La nécessité d’un nouveau parcours de soins
Autre problème, le sport sur ordonnance n’est en l’état pas envisageable, sa prise en charge n’étant pas prévue dans le cadre de l’ALD Parkinson. « Il manque clairement dans le parcours de soins un professionnel de santé qui pourrait transmettre les connaissances essentielles et prescrire de l’activité physique dès le départ », résume la directrice de France Parkinson. Pour l’association, les kinésithérapeutes sont les meilleurs interlocuteurs pour remplir ce rôle. C’est dans cette optique qu’elle a proposé l’année dernière, avec la Fédération française des masseurs kinésithérapeutes, une modification du parcours de soin des patients consistant à proposer systématiquement une consultation chez un kiné dès la pose du diagnostic. « S’il n’est pas prescrit d’emblée par le neurologue, cet entretien pourrait être déclenché automatiquement avec la mise sous ALD, précise Amadine Lagarde.

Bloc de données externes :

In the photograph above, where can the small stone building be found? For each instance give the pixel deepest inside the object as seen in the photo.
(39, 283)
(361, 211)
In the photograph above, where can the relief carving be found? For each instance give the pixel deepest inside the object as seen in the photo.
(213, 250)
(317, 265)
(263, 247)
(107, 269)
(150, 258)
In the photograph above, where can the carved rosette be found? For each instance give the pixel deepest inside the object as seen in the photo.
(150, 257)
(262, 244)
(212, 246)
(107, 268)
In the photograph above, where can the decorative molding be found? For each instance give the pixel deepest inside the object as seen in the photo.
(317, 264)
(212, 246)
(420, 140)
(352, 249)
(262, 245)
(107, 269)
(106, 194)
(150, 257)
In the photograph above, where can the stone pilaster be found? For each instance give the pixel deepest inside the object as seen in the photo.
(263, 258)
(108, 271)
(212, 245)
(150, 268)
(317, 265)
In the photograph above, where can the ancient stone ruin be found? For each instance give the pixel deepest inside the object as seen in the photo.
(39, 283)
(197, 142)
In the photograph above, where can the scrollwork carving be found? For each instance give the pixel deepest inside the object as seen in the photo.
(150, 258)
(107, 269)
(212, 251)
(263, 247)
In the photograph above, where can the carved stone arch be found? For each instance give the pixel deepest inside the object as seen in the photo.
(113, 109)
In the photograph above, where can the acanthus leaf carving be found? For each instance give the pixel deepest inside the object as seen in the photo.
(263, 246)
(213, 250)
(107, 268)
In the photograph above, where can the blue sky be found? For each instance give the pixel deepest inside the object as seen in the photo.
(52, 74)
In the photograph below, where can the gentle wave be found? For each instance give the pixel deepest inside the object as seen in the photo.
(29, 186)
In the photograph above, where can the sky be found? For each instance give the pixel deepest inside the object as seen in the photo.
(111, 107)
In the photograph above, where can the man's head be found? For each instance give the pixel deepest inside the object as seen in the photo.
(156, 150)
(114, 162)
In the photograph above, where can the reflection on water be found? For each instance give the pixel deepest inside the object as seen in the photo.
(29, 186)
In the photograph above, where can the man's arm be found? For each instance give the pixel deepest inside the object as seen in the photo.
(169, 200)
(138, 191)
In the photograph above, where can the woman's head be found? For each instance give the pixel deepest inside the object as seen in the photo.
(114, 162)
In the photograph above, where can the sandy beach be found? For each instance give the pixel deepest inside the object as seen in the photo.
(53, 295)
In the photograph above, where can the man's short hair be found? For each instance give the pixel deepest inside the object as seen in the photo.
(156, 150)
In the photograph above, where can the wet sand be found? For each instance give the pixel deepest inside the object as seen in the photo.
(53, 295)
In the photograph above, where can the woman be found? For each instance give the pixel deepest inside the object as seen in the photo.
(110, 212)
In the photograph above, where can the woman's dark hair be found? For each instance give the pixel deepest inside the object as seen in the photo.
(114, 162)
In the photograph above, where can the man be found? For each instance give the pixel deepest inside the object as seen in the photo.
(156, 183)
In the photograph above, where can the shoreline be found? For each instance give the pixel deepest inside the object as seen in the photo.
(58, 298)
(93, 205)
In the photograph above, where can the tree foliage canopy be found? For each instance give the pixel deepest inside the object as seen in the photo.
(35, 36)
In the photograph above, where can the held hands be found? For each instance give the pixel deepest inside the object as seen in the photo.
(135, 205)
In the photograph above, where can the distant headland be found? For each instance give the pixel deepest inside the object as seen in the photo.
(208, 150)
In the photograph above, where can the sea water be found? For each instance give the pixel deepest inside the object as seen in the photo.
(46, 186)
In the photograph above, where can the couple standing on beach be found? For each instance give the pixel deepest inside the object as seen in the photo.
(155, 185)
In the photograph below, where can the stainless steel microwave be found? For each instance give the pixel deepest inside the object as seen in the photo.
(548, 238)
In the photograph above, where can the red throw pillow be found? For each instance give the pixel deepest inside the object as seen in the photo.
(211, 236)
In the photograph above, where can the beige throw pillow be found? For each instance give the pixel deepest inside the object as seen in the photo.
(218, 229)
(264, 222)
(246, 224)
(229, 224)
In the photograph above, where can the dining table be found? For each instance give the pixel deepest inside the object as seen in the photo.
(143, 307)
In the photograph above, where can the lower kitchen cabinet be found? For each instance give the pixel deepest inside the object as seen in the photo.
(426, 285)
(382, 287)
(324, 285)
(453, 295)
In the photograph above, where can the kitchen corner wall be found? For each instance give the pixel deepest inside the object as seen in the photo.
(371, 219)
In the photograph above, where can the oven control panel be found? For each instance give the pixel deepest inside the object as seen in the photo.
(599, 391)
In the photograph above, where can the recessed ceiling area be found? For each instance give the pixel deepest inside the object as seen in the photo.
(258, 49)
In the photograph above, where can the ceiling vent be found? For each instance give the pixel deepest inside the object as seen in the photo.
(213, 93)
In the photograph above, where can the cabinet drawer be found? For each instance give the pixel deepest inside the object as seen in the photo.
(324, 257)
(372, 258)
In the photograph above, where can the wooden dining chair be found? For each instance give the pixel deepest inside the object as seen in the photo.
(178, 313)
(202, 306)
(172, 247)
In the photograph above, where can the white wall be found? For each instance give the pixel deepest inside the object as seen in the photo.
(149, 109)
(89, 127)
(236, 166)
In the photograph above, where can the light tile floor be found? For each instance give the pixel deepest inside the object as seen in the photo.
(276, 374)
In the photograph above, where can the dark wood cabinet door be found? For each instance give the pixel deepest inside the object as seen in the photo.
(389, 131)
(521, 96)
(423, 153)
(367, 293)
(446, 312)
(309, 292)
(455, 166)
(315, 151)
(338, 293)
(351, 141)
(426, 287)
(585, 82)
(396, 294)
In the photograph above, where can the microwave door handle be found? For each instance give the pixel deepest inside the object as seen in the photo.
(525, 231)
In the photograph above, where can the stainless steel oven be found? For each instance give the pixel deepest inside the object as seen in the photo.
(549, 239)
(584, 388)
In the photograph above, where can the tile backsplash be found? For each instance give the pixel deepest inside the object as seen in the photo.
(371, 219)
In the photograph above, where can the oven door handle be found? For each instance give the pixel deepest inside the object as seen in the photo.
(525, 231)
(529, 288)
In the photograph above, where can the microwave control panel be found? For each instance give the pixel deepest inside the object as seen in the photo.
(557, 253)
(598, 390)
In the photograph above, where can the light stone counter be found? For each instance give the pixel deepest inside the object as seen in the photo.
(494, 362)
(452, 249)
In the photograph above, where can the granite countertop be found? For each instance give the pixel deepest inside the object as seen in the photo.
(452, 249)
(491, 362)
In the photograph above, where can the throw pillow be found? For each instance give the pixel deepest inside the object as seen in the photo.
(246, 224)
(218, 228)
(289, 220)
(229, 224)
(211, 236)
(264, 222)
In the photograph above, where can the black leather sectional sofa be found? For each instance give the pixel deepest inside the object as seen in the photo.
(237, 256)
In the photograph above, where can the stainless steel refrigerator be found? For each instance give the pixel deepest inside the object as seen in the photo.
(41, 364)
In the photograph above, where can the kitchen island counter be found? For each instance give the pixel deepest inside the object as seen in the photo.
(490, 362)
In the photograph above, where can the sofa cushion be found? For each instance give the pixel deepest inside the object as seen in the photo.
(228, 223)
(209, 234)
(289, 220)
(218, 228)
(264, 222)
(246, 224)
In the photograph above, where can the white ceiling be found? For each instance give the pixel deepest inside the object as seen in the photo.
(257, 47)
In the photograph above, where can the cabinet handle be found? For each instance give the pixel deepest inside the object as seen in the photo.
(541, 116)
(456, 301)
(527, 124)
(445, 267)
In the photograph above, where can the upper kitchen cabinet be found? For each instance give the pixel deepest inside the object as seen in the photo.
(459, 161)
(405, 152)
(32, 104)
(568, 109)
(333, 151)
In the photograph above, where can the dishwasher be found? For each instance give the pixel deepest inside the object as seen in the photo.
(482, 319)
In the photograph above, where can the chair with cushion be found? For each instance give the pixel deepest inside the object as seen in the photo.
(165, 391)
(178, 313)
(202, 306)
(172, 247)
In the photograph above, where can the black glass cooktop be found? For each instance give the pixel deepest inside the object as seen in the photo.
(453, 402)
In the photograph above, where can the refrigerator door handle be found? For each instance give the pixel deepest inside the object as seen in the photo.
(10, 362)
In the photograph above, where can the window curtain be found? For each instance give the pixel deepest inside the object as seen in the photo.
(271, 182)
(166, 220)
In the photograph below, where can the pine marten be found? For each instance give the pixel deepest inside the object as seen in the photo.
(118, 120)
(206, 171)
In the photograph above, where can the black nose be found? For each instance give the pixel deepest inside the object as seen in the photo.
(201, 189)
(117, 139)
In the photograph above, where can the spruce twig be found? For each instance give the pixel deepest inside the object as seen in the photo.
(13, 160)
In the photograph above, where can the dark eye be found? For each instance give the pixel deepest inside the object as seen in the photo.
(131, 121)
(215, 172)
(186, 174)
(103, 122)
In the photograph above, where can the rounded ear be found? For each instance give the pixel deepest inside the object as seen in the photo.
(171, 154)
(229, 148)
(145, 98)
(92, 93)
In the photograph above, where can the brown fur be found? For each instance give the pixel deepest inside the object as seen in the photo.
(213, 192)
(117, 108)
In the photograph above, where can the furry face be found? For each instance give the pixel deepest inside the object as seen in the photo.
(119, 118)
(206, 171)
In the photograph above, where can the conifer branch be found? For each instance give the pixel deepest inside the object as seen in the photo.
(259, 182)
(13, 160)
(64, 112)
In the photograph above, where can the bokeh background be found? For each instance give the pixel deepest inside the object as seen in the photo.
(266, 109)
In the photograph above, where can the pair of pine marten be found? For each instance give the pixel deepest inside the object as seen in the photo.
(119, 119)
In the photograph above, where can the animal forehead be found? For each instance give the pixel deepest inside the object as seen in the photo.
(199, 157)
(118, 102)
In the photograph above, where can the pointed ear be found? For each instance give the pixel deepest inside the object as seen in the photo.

Il servirait à fournir des informations de base, expliquer l’intérêt de pratiquer de l’activité physique, réfléchir aux sports et aux exercices pouvant être envisagés… » La mesure a été soumise au Collège de la Masso-kinésithérapie dont le retour est attendu dans l’année, avant une éventuelle reconnaissance du nouvel acte par la Haute Autorité de santé afin qu’il intègre la nomenclature et puisse être remboursé.
Il restera alors un dernier écueil à surmonter : la formation des kinés. « Leur formation initiale évoque peu la maladie de Parkinson, souligne Amadine Lagarde. Leurs connaissances passent donc par la formation continue, ce qui explique qu’ils sont nombreux à méconnaître les spécificités de la prise en charge de la pathologie. C’est d’ailleurs l’une des raisons pour lesquelles les neurologues n’ont pas suffisamment le réflexe d’orienter leurs patients vers ces professionnels de santé. »
Bonjour je trouve cet article particulièrement bien documenté et réalisé. Il peut être complété de recommandations complémentaires pour une alimentation anti-inflammatoire, pour un sommeil réparateur suffisant et une gestion de stress qui avec l’activité physique adaptée forment les 4 piliers de notre équilibre et complementent notre traitement medicamenteux. Corinne 66 ans diagnostiquée de la maladie de Parkinson il y a 24 ans, à l’âge de 42 ans, patiente ressource.